Procès des "Grands Frères" : les avocats de la défense contre-attaquent après les réquisitions
Au lendemain des réquisitions du parquet, le procès des "Grands Frères" se poursuit ce jeudi 5 février au tribunal correctionnel de Fort-de-France avec les plaidoiries de la défense. Les avocats ont réclamé la relaxe de l'ensemble des prévenus et ont dénoncé une procédure "violente" pour leurs clients et ont aussi porté l'accusation d'une "instrumentalisation politique".
Ce jeudi 5 février a lieu le neuvième jour du procès dit "Des Grands Frères" devant le tribunal correctionnel de Fort-de-France. La vielle, les deux procureurs ont prononcé leurs réquisitions. Des demandes de peines variées allant de 10 mois de prison avec sursis à 4 ans d'emprisonnement ferme ont été formulées.
Lire aussi : Procès des "Grands Frères" : des relaxes et peines de prison ferme requises par le ministère public
Une relaxe totale a également été requise pour 5 prévenus et une relaxe partielle pour un 6ème.
Une potentielle relaxe des prévenus souhaitée
Ce jeudi 5 février, l’avocate de M. Dyvrande, Me Djelabad a considéré que, si le tribunal se base uniquement sur les éléments du dossier, la relaxe de l’ensemble des prévenus peut être prononcée.
Selon elle :
La France ne voulait pas que la situation s’amplifie comme en 2009. Ils ont dit cette fois-ci : je ne vais pas vous laisser marcher.
L’avocate estime que la mise en examen de son client répond à une volonté de conserver une dimension politique dans ce dossier, en l’absence, selon elle, d’éléments nouveaux. Maître Djelabad a dénoncé un "mépris total de la part des agents" dès le début de la procédure.
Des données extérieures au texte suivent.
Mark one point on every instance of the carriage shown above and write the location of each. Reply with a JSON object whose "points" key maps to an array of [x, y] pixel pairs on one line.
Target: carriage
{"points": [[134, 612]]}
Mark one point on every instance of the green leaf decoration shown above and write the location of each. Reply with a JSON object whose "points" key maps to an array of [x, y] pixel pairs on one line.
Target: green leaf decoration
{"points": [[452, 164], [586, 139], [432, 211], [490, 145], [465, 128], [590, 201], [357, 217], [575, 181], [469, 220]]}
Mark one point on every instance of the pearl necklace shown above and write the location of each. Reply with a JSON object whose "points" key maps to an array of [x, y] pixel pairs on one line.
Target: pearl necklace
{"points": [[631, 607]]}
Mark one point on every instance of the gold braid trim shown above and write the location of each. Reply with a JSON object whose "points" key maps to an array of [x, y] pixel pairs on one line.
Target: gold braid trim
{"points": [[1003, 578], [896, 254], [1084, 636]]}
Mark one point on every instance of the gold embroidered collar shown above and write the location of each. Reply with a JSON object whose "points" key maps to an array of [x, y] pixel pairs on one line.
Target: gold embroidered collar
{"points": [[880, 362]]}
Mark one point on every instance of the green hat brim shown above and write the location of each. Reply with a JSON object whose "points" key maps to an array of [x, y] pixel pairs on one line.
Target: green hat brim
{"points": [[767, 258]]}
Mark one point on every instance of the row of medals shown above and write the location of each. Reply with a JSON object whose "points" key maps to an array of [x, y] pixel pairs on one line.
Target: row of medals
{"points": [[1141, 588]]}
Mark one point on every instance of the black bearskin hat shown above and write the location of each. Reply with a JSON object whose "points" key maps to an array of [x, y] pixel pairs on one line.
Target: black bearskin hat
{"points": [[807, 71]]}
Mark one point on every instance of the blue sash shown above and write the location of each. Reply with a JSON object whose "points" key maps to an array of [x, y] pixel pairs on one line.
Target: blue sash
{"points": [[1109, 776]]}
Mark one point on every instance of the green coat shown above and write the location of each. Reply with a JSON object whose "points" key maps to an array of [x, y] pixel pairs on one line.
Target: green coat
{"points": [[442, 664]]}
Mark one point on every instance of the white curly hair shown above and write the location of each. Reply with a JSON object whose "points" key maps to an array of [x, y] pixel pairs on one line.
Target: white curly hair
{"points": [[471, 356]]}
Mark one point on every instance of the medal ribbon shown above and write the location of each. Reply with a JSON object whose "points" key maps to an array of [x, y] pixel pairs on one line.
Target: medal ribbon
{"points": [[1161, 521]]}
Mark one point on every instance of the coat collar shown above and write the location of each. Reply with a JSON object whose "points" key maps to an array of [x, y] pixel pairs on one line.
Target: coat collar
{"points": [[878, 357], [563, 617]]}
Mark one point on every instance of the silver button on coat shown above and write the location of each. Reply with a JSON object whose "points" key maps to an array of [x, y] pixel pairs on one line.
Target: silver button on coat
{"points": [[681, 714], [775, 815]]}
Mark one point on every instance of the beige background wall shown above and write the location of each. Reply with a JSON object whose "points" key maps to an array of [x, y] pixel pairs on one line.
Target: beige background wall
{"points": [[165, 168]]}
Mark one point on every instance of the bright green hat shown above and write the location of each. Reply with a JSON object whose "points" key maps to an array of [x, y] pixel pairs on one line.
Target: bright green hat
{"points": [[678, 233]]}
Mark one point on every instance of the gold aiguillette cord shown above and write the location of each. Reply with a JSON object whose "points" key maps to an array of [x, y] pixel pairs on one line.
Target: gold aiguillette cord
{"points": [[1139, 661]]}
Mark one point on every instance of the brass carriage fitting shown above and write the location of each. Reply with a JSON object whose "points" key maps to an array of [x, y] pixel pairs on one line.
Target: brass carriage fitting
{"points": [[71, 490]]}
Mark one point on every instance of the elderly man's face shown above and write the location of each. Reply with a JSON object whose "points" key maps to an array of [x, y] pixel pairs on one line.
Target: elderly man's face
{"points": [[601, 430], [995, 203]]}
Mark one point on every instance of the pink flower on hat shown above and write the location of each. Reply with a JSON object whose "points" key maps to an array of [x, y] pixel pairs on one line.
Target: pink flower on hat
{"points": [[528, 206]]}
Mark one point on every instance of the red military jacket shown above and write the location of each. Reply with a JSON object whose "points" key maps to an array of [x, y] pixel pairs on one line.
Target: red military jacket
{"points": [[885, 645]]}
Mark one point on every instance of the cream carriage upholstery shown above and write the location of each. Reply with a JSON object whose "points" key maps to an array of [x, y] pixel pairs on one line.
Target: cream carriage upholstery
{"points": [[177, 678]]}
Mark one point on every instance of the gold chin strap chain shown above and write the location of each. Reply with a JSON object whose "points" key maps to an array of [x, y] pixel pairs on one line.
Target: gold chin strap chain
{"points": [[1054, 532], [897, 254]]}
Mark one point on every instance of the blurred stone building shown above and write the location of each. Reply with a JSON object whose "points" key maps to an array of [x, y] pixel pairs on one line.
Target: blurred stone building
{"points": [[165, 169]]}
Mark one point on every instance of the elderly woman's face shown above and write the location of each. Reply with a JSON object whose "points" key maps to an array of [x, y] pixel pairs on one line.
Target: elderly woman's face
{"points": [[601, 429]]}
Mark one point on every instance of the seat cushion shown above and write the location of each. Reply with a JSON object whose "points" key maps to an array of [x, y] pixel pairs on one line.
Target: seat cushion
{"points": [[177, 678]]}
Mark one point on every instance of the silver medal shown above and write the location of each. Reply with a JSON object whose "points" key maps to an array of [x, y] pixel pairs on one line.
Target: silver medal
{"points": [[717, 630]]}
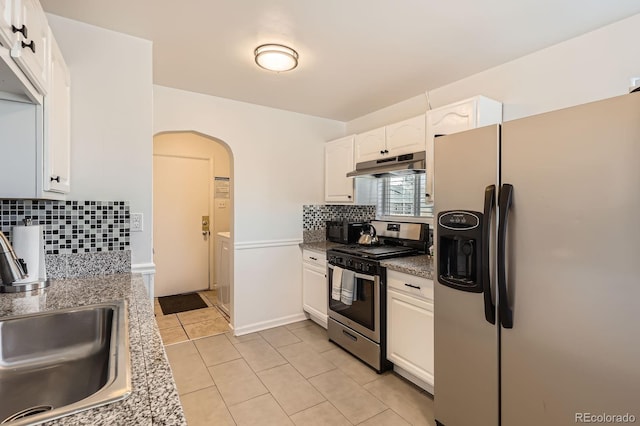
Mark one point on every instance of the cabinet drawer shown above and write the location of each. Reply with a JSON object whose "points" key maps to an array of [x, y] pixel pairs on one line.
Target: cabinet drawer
{"points": [[319, 259], [410, 284]]}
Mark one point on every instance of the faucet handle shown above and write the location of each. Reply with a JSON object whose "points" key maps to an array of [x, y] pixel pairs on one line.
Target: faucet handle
{"points": [[22, 265]]}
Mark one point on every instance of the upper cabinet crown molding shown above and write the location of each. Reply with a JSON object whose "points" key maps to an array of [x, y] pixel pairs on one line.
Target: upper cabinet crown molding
{"points": [[31, 51], [7, 36]]}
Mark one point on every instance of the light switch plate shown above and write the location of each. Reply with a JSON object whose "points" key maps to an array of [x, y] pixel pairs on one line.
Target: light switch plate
{"points": [[136, 222]]}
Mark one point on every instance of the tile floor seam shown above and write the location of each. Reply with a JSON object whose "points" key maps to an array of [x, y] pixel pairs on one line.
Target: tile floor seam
{"points": [[204, 363], [327, 399], [197, 390]]}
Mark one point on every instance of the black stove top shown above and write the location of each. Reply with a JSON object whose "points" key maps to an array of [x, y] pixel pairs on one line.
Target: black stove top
{"points": [[377, 252]]}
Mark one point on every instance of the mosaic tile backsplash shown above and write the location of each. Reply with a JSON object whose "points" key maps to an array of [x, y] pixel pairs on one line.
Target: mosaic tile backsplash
{"points": [[72, 227], [315, 216]]}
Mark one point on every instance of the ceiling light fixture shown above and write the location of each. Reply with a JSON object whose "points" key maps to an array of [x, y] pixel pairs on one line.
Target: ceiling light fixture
{"points": [[276, 57]]}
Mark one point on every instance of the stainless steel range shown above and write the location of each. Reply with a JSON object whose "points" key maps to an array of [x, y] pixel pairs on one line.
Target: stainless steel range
{"points": [[357, 289]]}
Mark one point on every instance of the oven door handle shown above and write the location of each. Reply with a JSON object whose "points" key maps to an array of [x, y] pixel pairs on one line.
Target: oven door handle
{"points": [[374, 278]]}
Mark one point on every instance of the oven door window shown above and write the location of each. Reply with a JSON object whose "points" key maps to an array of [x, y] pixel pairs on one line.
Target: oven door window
{"points": [[361, 310]]}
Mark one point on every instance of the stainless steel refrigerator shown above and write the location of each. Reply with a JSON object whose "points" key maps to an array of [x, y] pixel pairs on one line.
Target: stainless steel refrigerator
{"points": [[537, 294]]}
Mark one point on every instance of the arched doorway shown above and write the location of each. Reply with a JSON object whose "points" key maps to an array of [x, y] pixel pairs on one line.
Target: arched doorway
{"points": [[193, 204]]}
Selon elle, cette affaire viserait à attaquer toutes les personnes susceptibles de vouloir l’émancipation de la Guadeloupe. Me Djelabad a ajouté qu’"aucun procureur n’est à sa place s’il ne représente pas et ne connaît pas son peuple". L’avocate évoque également une augmentation des chiffres de la violence en Guadeloupe à la suite des manifestations contre le pass vaccinal et de l’arrestation des " Grands Frères".
Une procédure particulièrement violente pour Mme Daumond
À la reprise d’audience, après une suspension, le bâtonnier Constant, avocat de Mme. Daumond, a pris la parole. Il a rappelé que, malgré les réquisitions de relaxe formulées par le parquet à l’encontre de sa cliente, la procédure a été particulièrement violente pour elle.
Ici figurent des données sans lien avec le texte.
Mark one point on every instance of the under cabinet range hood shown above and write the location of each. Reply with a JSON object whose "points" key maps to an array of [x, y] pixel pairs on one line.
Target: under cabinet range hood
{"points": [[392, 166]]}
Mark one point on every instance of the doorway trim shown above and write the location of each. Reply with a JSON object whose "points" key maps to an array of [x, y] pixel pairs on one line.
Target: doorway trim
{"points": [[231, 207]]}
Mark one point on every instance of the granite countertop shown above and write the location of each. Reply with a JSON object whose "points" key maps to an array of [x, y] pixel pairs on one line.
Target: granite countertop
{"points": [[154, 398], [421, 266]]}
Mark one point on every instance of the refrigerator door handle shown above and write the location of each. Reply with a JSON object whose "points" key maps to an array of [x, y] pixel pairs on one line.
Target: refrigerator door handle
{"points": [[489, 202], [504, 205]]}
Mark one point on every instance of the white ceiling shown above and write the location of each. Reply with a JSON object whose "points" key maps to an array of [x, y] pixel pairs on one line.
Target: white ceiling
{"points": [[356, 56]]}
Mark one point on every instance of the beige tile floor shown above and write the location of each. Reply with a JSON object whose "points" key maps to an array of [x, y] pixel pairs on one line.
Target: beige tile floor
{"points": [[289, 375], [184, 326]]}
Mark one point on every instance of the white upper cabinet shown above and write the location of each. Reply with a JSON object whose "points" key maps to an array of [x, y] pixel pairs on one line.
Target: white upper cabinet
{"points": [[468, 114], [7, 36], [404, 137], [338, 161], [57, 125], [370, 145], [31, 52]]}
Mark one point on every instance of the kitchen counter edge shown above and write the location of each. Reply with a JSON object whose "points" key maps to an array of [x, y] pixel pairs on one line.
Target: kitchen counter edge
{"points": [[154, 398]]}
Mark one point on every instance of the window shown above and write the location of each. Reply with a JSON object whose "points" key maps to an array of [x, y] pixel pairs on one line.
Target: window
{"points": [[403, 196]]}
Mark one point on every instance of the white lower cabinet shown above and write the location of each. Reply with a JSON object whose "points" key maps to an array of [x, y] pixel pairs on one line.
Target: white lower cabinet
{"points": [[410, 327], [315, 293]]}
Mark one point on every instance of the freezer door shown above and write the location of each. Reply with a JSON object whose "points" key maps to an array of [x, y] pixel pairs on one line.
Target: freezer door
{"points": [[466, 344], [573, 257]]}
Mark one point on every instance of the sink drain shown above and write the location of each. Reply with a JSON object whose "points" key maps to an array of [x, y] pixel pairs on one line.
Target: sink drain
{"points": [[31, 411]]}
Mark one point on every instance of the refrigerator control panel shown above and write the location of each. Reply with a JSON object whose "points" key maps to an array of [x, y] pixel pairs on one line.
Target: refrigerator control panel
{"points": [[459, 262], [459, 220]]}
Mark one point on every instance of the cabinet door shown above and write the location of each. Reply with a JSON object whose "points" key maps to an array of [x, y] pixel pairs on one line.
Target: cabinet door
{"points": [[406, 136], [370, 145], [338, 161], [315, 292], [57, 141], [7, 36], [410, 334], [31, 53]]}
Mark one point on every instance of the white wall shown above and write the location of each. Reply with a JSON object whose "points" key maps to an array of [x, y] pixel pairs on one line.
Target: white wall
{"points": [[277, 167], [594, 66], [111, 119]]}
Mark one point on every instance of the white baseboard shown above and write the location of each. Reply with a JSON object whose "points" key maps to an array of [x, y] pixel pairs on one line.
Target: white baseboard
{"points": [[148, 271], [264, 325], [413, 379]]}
"Elle est impliquée dans ce dossier uniquement parce qu’elle connaît l’un des prévenus", a-t-il déclaré, estimant qu’elle serait poursuivie afin de faire pression sur ce dernier. "Cette femme a subi une injustice qui n’est pas réparable", a-t-il ajouté.
Il a établi un parallèle avec les mouvements de révolte en Kanaky et en Martinique, notamment celui du RPPRAC, estimant que le parquet aurait agi sciemment face à la contestation populaire, en procédant à l’arrestation des dirigeants des mouvements.
S’adressant au tribunal, il a conclu : "J’espère que vous vous rendrez compte que dans cette affaire, avant et pendant la procédure, on essaye de vous manipuler." À la mi-journée, les plaidoiries de la défense sont toujours en cours.